Lo abbiamo intervistato per saperne di più.

Nicola Adobati

Qual è il suo ruolo nel film?

Interpreto Lorenzo de’ Medici duca di Urbino, che fu uno dei nipoti di Lorenzo il Magnifico. Quest’ultimo ha accompagnato Michelangelo fino alla fine del Quattrocento dopodiché, quando l’artista ha cominciato a sbocciare, lui che era il suo mecenate morì. Dalla sua scomparsa susseguirono lotte tra la famiglia dei Medici da una parte e Della Rovere dall’altra. Io faccio parte della prestigiosa casata toscana nel periodo in cui il mio personaggio conquistò il ducato di Urbino prevalendo sulla signoria rivale. Si tratta di un avvenimento realmente avvenuto, anche se alcuni anni dopo quel territorio tornò ai Della Rovere.

Come è il suo personaggio?

È il rampollo di questa nobile famiglia fiorentina, un po’ viziato, che si interfaccia con suo zio, papa Leone X. Recitare in questo film per me ha avuto un significato particolare perché Michelangelo è il mio artista preferito: sin da quando ero piccolo rimango affascinato ogni volta che osservo i suoi capolavori come la Cappella Sistina, il David e il Mosè.

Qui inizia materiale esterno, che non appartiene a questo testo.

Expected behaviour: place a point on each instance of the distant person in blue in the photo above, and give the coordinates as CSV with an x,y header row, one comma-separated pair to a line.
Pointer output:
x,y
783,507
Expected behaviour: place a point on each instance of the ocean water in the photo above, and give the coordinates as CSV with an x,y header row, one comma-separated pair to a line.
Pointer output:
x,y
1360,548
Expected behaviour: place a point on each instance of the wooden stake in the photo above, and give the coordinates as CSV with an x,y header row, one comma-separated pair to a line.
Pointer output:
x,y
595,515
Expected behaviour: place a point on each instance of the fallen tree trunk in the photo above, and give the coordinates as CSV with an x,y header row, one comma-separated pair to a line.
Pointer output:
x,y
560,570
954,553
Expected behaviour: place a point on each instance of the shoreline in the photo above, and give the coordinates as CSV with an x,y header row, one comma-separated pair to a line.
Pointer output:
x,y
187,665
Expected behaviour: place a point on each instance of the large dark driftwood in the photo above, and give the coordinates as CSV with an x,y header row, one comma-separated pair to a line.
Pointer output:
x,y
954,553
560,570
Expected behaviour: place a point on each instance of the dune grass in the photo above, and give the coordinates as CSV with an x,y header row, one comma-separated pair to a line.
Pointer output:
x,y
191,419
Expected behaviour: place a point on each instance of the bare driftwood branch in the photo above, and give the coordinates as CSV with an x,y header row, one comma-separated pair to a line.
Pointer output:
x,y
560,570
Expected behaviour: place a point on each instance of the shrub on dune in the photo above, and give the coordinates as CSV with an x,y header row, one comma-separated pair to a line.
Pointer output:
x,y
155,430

Che cosa ha significato per lei lavorare con Konchalovsky?

È stata una grande soddisfazione: è un regista che ha ricevuto la nomination agli Oscar (nel 1983 come miglior cortometraggio per “Split cherry tree”, ndr), ha lavorato a Hollywood e diretto film del calibro di “Tango & Cash”. Mi sono trovato molto bene sia professionalmente sia dal punto di vista umano: sin dal provino ha spiegato molto bene il personaggio, la sua visione e come si sarebbe potuto interpretarlo. Inoltre, è stato sempre presente sul set: ha preso parte anche alla prima audizione e ha voluto incontrare gli attori.

E come è nata la sua partecipazione al progetto?

Sono stato proposto al regista che, dopo aver visto un mio lavoro precedente, è rimasto favorevolmente colpito e mi ha subito convocato per effettuare il provino. Era la prima volta che mi capitava e mi ha fatto molto piacere.

Per concludere, ha legato con qualcuno in particolare sul set?

Innanzitutto con Antonio Gargiulo (attore che ha recitato in Gomorra 4 nel ruolo di Saro Levante, ndr), che nel film interpreta il mio rivale, Francesco Maria della Rovere. Inoltre, è nato un bel rapporto con Simone Toffanin, che impersona mio zio Papa Leone X. Più in generale, c’è stata un’ottima sintonia con tutto il cast, che annovera gli attori Orso Maria Guerrini, Massimo De Francovich, Nicola De Paola, Francesco Gaudiello e Federico Vanni.